Thinking about Cane from a libertarian perspective, I was often thinking about how the form of a novel can either liberate or limit a writer’s expression.  Certainly, an entire novel could have been written about “Karintha,” a young woman who is constantly desired by the older men around her.  Toomer is able to condense her story into a few pages but as a reader we do not feel at all betrayed by the apparent negligence.  Indeed, it is so packed with meaning that this short vignette feels like a meal.  In this way, the line between the poems and the stories is not large.

caneThere are two major transgressions documented by Toomer in Cane: interracial sex and mobility.  Both of these transgressions profoundly informed the Harlem Renaissance generation and both were significant challenges to the color line.   Interestingly, under slavery both of these ensured the power of the masters.  Interracial sex enforced the power of white masters over black women and mobility (the domestic slave trade) remained a threat, weapon, or means of making money for masters.  In the post-slavery world, mobility was a threat to land owners and employers who wanted an easily exploited and low paid labor supply in the South.  Interracial sex, once a tool of control, was now a threat to the color line, enforced by legal restrictions on interracial cooperation (and even interaction).  Toomer shows us through some of these stories that blacks as well as white worked to prevent these transgressions.  “Becky,” a white woman with two black sons is ostracized by both sides of the color line.  Yet, the world Toomer describes is still very open with many opportunities for those of will and the walls of power seem everywhere fragile.  While they are there, certainly.  Class is a strong theme, but we do not feel the heavy walls of the bosses bearing down the characters like in some of the more consciously class-based novels (or even compared to James Baldwin’s work, which was heavily invested in the struggle for racial equality).  Toomer’s characters are not revolutionaries.

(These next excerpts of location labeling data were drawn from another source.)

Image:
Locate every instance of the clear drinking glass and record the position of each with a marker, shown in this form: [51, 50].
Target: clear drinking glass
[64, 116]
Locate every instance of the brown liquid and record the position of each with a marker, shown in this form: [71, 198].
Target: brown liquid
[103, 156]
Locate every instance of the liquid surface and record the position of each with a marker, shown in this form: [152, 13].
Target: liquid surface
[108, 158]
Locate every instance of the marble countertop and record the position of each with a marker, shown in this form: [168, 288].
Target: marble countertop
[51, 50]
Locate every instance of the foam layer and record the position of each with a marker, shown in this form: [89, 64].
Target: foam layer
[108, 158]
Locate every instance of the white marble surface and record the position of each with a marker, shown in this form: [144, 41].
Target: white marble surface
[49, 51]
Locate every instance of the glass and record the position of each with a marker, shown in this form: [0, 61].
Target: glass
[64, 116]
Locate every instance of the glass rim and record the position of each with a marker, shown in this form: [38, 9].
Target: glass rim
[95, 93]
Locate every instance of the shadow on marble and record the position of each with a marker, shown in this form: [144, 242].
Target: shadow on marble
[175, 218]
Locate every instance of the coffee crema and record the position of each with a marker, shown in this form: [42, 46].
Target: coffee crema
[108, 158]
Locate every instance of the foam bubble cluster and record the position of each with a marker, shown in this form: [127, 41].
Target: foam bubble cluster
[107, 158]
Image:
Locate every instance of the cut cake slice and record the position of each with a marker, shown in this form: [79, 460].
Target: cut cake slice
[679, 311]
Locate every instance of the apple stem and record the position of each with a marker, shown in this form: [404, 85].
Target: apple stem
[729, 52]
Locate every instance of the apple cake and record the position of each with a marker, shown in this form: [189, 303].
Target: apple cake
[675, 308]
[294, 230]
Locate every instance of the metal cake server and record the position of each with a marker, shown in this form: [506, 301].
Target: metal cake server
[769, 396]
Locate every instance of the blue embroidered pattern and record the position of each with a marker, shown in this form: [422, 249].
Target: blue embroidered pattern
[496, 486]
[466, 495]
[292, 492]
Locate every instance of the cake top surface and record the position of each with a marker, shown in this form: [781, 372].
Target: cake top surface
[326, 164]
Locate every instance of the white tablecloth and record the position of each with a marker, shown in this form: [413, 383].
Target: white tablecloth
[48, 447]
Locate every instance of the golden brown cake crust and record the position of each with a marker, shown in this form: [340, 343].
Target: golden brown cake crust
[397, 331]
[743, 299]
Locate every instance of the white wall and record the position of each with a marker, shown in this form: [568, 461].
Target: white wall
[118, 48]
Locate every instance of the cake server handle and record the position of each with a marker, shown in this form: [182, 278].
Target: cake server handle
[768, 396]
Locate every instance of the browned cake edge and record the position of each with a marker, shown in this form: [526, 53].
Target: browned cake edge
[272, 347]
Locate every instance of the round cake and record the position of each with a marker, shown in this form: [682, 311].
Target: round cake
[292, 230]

They are people, often at the margins, often seizing weak points in the system.  One of these weak points seems to be the dynamism of Harlem (or all those urban areas in the North).  “Seventh Street is a bastard of Prohibition and the War.  A crude-boned, soft-skinned wedge of nigger life breathing its loafer air, jazz songs and love, thrusting unconscious rhythms, black reddish blood into the white and whitewashed wood of Washington.” (47)  Mobility grinds away at the walls of race.  This helps explain why Toomer’s stories are filled with wandering preachers, teachers moving from north to South, or students entering college in whitewashed Madison.  I am not certain if the mobile worker is truly more powerful, wise, or aware than anyone else, but in the American novel he is.